The company is seeking $1.4M in Series Seed Preferred shares at a pre-$ valuation of $5.75M. Key milestones for this round relate primarily to achieving $1M ARR in commercial traction and successfully completing a clinical trial with Kaiser and other payers. The company anticipates needing a A round of approximately $3M sometime in late 2020 or early 2021. Rockies Venture Club (Denver) is leading the deal and terms are very industry standard with reasonable protections for investors.
There are multiple plausible exit vectors including:
- Insurers – particularly “closed loop” systems like Kaiser
- Large senior living facilities networks such as Brookdale, Holiday, and others.
- Consumer electronics and wearables companies like Fitbit, Phillips, Etc.
Exit multiples on revenue should be 8x+ given the category.
LandTrust is launching a new platform to match hunters and fishermen with private landowners who are willing to lease access on a daily or short-term basis. The company takes a transaction fee from hunters and a % of the license fee from the landowner. Think Air BnB for sportsmen. The current state of the market is that transactions between parties are still done by email and check mailing (or cash), and as a result the inventory utilization for landowners is far from optimized. Likewise, hunters have very limited access to private lands as there is no efficient process for securing permission. The company is just now launching its v1 online platform and is working quickly to sign large corporate landowners (e.g. timber, paper, and energy companies) as well as owners of large tracts in the northwest region. The team has experience in digital marketing platforms and large-scale lead generation, but are new first-time founders just leaving corporate jobs for their first entrepreneurial venture. They have strong connections with the local teams at OnX Maps and MeatEater and hope to leverage those two companies’ customer bases for fast launch of customer acquisition this fall. Exit vectors are likely to be to other firms seeking relationships with sportsmen. This is a very early stage deal with all attendant risks, but priced accordingly.

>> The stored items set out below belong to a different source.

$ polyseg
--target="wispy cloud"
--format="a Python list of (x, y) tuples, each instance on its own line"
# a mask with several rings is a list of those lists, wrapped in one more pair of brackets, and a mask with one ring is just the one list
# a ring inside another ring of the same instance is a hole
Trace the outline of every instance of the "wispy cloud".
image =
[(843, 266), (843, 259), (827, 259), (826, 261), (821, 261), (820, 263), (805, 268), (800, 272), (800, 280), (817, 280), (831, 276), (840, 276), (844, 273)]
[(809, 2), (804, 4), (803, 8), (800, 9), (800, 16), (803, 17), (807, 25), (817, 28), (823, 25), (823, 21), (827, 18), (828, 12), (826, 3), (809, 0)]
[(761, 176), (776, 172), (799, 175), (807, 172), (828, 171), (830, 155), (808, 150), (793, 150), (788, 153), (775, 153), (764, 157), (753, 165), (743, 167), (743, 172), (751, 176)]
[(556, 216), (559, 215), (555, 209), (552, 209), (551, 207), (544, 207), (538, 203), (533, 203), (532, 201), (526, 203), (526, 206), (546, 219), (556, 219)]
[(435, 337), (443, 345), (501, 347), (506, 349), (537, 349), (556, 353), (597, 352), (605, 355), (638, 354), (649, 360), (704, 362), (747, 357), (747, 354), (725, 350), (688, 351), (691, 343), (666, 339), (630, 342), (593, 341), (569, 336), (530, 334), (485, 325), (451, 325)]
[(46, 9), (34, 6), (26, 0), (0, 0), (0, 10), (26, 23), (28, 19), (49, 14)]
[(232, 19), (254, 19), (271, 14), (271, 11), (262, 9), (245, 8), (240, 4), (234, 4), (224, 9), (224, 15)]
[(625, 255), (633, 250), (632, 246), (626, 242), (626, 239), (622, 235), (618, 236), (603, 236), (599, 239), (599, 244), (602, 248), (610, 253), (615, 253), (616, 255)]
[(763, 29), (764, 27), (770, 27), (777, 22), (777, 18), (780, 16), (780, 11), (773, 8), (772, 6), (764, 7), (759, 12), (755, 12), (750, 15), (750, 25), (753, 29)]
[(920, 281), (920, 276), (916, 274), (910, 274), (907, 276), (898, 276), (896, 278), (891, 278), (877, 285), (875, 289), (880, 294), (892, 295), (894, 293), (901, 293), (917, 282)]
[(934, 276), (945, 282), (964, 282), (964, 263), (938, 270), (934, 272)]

There is nothing inherently defensible about the concept, so the company is relying on a first-mover advantage to wrap up key commercial landowners and key large-tracts. However, since June 2019 the company has successfully secured access contracts for inventory on over 60 properties in 6 states, and has negotiated an access agreement with Weyerhauser to begin listing the company’s land holdings on the LandTrust site. The website is ready for full product launch mid-September to be accompanied by the first experiments for customer acquisition.
The company is seeking $500k for preferred shares (standard 1x liquidation and minority rights) on a $2M pre-$ valuation. They have so far received ~$200k. The funds will be used to acquire enterprise corporate landowners to list their properties and to test customer acquisition channels/costs. This company will definitely require more capital to fund sales and marketing and further product development, but they recognize the importance of running lean in this niche market. Lead investors include HNW individuals and one of the enterprise corporate landowners.